Psicólogo Clínico Gestalt-terapeuta
CRP 12/07911
O vento meneava os ciprestes verdes. Atingia a face como uma lâmina gelada e sussurrava em nossos ouvidos prazeres daquela estação. Era inverno. O céu azul dos fins de tarde contrastava com as estrelas que iam surgindo ao anoitecer. Choviam meteoritos e os pedidos eram para que nunca nos separássemos. Eu vivi até aquele momento quarenta e um invernos. Sim, eu estava com 41 quando o conheci.
Estava eu saindo de uma pequena livraria no centro da cidade quando uma das minhas pastas se espatifou no chão, lançando alguns documentos ao léu. As folhas de papel rolavam pela calçada de igual modo como as folhas das árvores se refugiavam debaixo dos assentos das praças. Ele saiu correndo com seus passos largos catando as que rodopiavam em sua frente. Ele tinha olhos verdes, um verde mar. Tinha não só juntado as minhas folhas como também juntado uma parte de mim. Era uma estranha sensação, eu admitia. Mas era um sentimento quase que absoluto de certeza e incertezas. Disse obrigado e ele perguntou meu nome. Disse que me chamava Julia. Fiquei um tanto quanto incomodada, pois, sabia que não era uma pergunta apenas gentil, havia algo no ar além do frio. Era algo quente que ruborizou a minha face. Ele então sorriu. Disse que seu nome era Pedro e outras coisas que não consegui prestar a atenção. Eram os olhos e a boca dele que me faziam devanear. Não saberia dizer quais eram as palavras que por entre os dentes dele saíam naquele momento. Eu apenas lia em seus lábios: Beije-me!

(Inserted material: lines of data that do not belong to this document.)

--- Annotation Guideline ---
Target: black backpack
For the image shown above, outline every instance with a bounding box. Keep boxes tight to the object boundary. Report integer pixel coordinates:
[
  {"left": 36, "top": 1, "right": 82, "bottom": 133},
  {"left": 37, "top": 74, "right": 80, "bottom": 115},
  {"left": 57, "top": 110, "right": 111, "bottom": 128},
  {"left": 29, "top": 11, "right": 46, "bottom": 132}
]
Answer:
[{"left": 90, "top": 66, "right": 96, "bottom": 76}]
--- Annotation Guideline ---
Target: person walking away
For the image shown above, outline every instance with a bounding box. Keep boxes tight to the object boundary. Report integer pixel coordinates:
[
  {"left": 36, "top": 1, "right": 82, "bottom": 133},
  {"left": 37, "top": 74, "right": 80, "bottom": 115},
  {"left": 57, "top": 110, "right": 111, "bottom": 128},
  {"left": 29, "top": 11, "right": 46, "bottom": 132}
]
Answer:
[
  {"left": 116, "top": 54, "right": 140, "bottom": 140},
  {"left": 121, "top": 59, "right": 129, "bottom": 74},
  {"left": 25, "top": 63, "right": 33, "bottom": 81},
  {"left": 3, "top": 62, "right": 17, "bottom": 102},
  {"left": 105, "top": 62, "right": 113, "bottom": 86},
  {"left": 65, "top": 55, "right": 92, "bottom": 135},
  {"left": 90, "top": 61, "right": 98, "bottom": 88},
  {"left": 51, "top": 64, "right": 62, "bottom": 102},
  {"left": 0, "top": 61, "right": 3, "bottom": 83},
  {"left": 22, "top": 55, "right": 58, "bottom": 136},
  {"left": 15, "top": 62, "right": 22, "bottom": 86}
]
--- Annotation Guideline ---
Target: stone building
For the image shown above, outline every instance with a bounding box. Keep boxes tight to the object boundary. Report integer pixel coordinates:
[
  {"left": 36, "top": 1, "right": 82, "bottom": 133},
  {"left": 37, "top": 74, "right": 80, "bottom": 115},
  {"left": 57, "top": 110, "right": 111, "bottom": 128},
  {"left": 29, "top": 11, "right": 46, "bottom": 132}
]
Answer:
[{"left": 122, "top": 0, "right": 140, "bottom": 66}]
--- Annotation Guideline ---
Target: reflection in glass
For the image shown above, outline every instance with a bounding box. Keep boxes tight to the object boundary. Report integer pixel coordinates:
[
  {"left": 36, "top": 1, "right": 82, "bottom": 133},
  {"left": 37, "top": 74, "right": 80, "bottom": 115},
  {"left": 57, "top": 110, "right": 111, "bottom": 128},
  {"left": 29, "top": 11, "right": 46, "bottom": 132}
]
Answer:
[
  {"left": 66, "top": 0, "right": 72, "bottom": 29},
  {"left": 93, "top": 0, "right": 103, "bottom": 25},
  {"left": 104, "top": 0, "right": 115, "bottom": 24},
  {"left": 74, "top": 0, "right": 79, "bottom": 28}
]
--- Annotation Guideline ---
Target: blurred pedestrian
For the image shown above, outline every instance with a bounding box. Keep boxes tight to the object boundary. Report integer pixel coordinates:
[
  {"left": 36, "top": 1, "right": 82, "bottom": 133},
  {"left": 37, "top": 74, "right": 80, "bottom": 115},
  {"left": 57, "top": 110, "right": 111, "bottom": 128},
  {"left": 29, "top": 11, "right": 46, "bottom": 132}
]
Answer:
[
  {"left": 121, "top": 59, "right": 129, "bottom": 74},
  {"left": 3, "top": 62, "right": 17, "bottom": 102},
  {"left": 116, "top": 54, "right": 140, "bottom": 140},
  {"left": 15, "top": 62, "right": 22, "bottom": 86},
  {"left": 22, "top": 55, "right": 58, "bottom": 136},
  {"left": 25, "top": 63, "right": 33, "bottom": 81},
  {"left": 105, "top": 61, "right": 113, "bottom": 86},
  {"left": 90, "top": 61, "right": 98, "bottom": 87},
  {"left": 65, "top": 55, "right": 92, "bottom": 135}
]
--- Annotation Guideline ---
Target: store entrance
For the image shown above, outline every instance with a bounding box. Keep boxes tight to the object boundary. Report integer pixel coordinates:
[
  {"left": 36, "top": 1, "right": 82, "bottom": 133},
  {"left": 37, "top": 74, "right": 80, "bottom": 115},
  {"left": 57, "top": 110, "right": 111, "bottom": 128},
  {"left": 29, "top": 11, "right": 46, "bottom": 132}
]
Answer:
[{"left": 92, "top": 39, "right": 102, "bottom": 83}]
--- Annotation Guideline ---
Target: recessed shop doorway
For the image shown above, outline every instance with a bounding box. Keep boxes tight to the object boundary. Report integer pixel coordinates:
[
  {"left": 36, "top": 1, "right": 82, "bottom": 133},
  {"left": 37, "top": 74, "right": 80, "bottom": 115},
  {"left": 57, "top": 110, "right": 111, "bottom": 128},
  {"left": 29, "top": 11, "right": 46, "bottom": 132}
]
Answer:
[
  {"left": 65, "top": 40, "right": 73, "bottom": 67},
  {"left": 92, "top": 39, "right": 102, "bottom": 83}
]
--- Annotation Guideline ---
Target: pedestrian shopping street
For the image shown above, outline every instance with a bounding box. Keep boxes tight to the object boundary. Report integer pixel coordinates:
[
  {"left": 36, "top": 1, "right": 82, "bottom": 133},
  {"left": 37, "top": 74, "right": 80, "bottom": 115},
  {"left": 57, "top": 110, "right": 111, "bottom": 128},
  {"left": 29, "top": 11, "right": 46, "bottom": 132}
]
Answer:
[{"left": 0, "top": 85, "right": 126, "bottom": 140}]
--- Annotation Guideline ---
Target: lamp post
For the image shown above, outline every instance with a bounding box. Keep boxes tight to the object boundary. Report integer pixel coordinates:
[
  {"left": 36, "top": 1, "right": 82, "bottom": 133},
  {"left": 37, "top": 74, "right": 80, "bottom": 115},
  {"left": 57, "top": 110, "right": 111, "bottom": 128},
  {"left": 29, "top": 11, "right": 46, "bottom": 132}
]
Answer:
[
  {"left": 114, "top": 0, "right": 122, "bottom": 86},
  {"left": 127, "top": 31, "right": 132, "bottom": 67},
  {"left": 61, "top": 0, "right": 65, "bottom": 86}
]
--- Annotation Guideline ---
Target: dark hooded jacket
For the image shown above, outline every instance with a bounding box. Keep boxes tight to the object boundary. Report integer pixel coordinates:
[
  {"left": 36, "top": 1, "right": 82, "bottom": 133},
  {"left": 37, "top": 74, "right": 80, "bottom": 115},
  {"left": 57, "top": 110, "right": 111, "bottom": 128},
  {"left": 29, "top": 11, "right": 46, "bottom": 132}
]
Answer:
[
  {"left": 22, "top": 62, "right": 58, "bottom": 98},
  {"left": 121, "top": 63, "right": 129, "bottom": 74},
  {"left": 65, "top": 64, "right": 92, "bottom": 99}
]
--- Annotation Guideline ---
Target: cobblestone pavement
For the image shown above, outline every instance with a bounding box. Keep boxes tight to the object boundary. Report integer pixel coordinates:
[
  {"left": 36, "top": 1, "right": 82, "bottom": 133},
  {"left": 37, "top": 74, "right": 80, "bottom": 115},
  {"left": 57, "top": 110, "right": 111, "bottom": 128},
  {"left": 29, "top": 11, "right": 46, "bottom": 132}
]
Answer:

Apaixonamo-nos. Eu com 41 e ele com 19. Eram 18 anos de diferença. Poderia eu muito bem ser a mãe do Pedro? Contudo, não éramos. Éramos amantes. Eu terminando meu doutorado, Pedro no primeiro ano da faculdade. Pela pouca idade do Pedro, ele sabia exatamente o queria. Garanto que mesmo tendo alguns anos a mais fiquei em dúvida... Mas, logo me deixei ser conduzida pela vida e a respeitar meus sentimentos.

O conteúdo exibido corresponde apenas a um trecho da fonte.